Find the real solutions of [itex]x^3+6x^2-8x+1[/itex]

## Homework Equations

quadratic

## The Attempt at a Solution

First I tried simple numbers starting with 1 and found that +1 was a solution and therefore I could write

[tex]

x^3+6x^2-8x+1=(x-1)(Ax^2+Bx+C) \\

x^3+6x^2-8x+1=Ax^3+Bx^2+Cx-Ax^2-Bx-C \\

[/tex]

And then equated the coeffeciants

For x^3, [itex]1=A[/itex]

For x^2, [itex]6=B-A[/itex]

For x^1, [itex]-8=C-B[/itex]

For x^0, [itex]1=-C[/itex]

With knowing that A=1 and C= -1 , B can be found to be 7 .

And therefore I can write [itex]x^3+6x^2-8x+1=(x-1)(x^2+7x-1)[/itex]

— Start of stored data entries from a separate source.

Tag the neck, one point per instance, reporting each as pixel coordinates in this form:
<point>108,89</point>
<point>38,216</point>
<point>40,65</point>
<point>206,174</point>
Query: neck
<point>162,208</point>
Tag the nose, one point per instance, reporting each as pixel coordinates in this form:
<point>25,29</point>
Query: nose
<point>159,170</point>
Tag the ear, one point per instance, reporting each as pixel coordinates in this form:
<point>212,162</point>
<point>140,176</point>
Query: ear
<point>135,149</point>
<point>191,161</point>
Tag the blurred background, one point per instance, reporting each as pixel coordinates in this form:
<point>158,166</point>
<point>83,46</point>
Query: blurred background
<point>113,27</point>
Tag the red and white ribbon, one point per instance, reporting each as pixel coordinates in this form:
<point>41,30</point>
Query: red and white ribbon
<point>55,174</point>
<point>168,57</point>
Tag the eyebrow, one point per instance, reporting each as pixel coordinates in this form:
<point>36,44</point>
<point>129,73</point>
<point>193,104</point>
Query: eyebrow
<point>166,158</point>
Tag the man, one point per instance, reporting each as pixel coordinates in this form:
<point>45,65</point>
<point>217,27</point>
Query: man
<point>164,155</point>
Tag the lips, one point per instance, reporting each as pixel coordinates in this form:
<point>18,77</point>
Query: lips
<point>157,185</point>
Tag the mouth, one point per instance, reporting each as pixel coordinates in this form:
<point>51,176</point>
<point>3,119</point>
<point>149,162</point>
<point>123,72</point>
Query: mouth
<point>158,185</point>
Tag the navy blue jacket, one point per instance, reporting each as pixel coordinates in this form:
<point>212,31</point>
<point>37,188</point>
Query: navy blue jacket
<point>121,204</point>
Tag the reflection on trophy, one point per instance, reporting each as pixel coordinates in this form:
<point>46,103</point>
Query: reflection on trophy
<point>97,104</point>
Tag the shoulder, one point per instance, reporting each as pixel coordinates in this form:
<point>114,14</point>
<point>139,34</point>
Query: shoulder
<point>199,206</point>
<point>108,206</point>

If I then use the quadratic formula on the quadratic factor I end up with

[itex]\frac{-7\pm\sqrt{53}}{2}[/itex]

And as 53 is prime that is as far as it can go without losing accuracy.

I don't know if this is all I have to do, if I have done what I have done correctly or what. I am a bit confused. Any help/advice appreciated.